Proiettando la media dei dati pervenuti su scala regionale, si può stabilire che in Sicilia nel 2018 sono stati registrati 1094 fascicoli (circa l’11,23% di quelli nazionali), con un tasso di 21,63 procedimenti ogni 100.000 abitanti; e 683 indagati (circa l’11,7% di quelli nazionali), con un tasso di 13,51 indagati ogni 100.000 abitanti.

Si registra a livello regionale un aumento del +9% circa delle denunce rispetto al 2017, mentre il numero degli indagati è diminuito del -13%.

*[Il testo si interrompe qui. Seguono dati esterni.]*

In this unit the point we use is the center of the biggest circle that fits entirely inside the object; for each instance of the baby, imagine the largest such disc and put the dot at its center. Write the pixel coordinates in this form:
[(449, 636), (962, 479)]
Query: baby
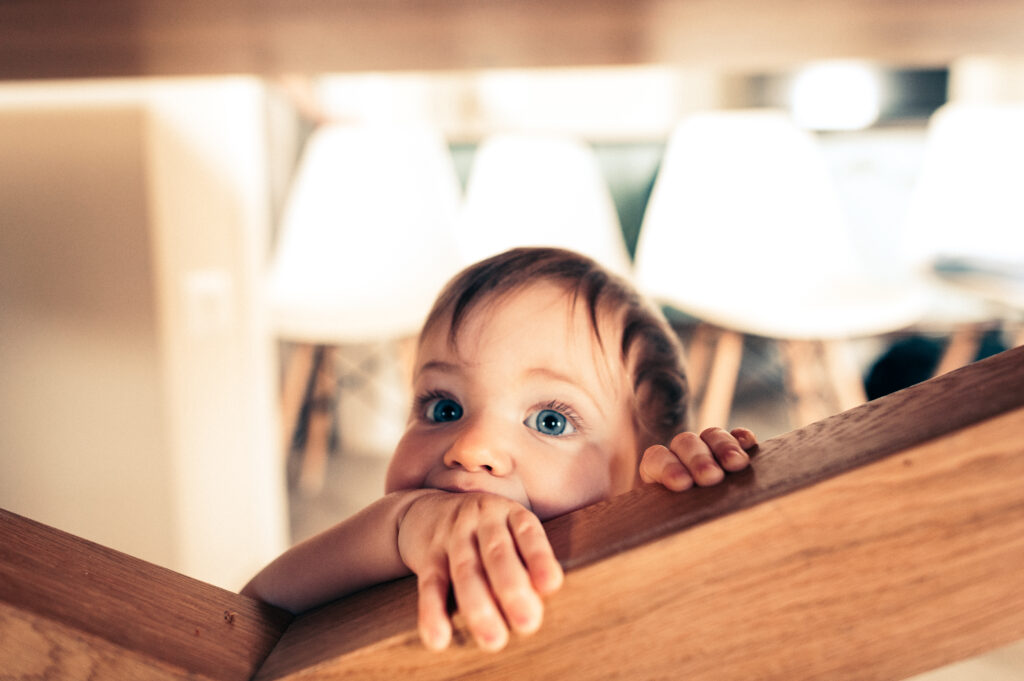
[(539, 381)]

«La Sicilia è una delle regioni dove la zoocriminalità è più attiva. - afferma Ciro Troiano - Si registrano tutti i reati presi in esame, ed alcune condotte sono fortemente radicate nel sottobosco delinquenziale. Le corse clandestine rappresentano il business più allarmante. Le indagini hanno confermato l’esistenza di associazioni per delinquere semplici e di associazioni mafiose finalizzate alle corse e scommesse illegali. L’operazione “Talea” ha confermato l’interesse della criminalità mafiosa per il controllo delle corse e delle scommesse all’ippodromo di Palermo; significative, in tal senso, le dichiarazioni di alcuni collaboratori di giustizia. Il corollario delle corse clandestine è fatto di stalle abusive, scuderie illegali, maltrattamenti e doping e, in alcuni casi, anche di macellazione clandestina. Per i combattimenti, - continua Troiano - sono stati segnalati allevamenti abusivi in diverse zone. Frequente anche il ritrovamento di cani morti o feriti nelle lotte. Molto preoccupanti anche le illegalità che ruotano intorno al randagismo, che alimentano interessi economici e maltrattamenti. Le infiltrazioni della criminalità organizzata si registrano anche nel settore della pesca e del commercio di pesce, come le inchieste sul clan Rinzivillo hanno mostrato. Ovviamente non possiamo non ricordare la cosiddetta “mafia dei pascoli” con il controllo del territorio e dei pascoli, le macellazioni clandestine, gli allevamenti illegali, il traffico di sostanze anabolizzanti o di farmaci non autorizzati, la vendita di carne di animali affetti da patologie. Come sosteniamo da tempo, - conclude Troiano - un’azione di contrasto efficace deve adottare una visione strategica unitaria dei vari aspetti dell’illegalità zoomafiosa che incidono sul più vasto contesto della tutela della sicurezza pubblica e su quello della lotta alla criminalità organizzata: solo adottando iniziative investigative tipiche del contrasto ai sodalizi criminali si attuerà una strategia vincente».